Newsletter 59: Muslems in Europe
I'm forever telling people news of the past; memorable, big time, sensational events associated with the sites of Israel. But people are much more interested in the "no news" of the past; the unknown, unpublished bits of information. So for an interesting tour I always have to be on the lookout for these interesting bits of "no news".
I'm like an entomologist looking for tiny, weird and sometimes scary insects which are almost invisible because they hide in clearly visible humans, plants and animals.
Only when we have the obvious facts of news in our possession can we begin to search and discover the no news that is hidden there.
Walking through the underground cisterns of the City of David and marveling at the industriousness and ingenuity of our ancestors, with a couple of Israeli tourists from Bror Hayil, a kibbutz in the South of Israel, next to the Gaza Strip, I was reminded again of the preoccupation with the water in ancient Israel.
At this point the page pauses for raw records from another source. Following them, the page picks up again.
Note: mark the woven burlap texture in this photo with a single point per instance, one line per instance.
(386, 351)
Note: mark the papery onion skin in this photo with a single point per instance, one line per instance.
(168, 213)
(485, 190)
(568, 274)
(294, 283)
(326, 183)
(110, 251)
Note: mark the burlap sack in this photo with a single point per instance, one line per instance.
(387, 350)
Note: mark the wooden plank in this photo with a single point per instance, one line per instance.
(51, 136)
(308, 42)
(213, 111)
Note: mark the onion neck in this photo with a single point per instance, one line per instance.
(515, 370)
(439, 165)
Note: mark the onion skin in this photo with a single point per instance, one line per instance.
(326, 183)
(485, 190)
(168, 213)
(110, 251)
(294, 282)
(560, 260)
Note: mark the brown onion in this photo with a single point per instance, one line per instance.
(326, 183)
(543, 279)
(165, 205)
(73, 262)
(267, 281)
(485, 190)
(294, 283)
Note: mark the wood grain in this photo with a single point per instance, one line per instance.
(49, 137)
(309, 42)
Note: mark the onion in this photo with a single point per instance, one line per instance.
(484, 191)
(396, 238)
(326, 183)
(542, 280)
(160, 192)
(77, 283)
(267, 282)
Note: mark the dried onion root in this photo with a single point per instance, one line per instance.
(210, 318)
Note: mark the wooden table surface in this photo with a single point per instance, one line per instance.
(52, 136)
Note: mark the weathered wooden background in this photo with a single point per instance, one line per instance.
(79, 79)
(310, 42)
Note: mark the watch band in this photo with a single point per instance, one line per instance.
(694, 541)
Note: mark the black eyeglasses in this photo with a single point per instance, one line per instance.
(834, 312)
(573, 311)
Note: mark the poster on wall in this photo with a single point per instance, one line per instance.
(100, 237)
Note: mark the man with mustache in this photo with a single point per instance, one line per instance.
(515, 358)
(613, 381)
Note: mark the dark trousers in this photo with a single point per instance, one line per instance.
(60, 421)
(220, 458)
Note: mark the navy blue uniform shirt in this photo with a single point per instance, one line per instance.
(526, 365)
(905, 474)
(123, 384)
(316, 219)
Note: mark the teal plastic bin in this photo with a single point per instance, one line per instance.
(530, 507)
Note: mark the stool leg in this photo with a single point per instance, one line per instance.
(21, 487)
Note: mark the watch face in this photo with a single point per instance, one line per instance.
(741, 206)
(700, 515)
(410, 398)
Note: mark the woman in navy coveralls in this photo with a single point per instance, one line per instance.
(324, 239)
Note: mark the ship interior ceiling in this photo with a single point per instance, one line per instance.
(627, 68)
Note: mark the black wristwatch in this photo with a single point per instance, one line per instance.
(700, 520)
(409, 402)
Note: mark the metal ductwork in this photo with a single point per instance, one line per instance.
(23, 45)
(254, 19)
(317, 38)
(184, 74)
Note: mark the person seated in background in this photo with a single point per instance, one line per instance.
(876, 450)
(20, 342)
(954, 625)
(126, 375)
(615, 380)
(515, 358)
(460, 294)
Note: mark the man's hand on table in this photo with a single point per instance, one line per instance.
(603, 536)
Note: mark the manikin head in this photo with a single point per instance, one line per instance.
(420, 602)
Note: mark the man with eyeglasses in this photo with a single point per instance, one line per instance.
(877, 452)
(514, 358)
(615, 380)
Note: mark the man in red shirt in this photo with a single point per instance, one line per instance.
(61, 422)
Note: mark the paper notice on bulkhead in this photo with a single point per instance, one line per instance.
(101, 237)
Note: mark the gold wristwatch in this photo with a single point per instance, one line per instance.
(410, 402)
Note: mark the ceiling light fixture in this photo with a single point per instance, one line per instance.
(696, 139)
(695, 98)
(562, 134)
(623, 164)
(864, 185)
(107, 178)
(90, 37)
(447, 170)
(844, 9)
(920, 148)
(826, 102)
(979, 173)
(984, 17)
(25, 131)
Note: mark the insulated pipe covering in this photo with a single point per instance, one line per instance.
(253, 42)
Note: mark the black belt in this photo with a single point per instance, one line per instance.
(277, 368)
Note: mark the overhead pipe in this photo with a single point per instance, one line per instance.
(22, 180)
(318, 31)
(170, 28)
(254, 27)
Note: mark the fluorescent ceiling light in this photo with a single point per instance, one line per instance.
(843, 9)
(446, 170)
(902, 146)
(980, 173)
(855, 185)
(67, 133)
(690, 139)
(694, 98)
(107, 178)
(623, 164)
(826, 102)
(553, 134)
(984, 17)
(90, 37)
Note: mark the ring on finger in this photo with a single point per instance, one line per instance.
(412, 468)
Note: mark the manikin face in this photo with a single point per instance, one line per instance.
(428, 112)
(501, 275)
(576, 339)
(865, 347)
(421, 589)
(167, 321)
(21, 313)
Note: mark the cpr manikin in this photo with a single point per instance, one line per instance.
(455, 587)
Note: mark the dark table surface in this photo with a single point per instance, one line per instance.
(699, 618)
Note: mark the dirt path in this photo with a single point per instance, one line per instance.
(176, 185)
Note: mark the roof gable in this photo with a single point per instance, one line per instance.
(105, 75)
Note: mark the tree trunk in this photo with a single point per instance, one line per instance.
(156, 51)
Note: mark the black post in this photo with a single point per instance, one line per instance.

Prof. Eliezer Schweid, in his book "The Philosophy of the Bible as the basis of the culture of Israel" opened my eyes to the amazing distinction between a land where life depends on water from heaven and lands where life is nourished by water from rivers.
Israel, the Land of Canaan, according to Schweid is the chosen land of God because life depends on the seasonal dose of water from heaven. Not like Babylon and Egypt, the lands from where Jews left to go to the promised land, which are nourished by continually flowing rivers, seemingly not dependent on the direct bounty of God.
Without continually flowing rivers that would provide water digging a cistern to store up water was a basic necessity in Canaan. If you didn't dig a cistern you'd lose the water sent by God because it would flow rapidly down mountain sides into wadis and get lost in the sea.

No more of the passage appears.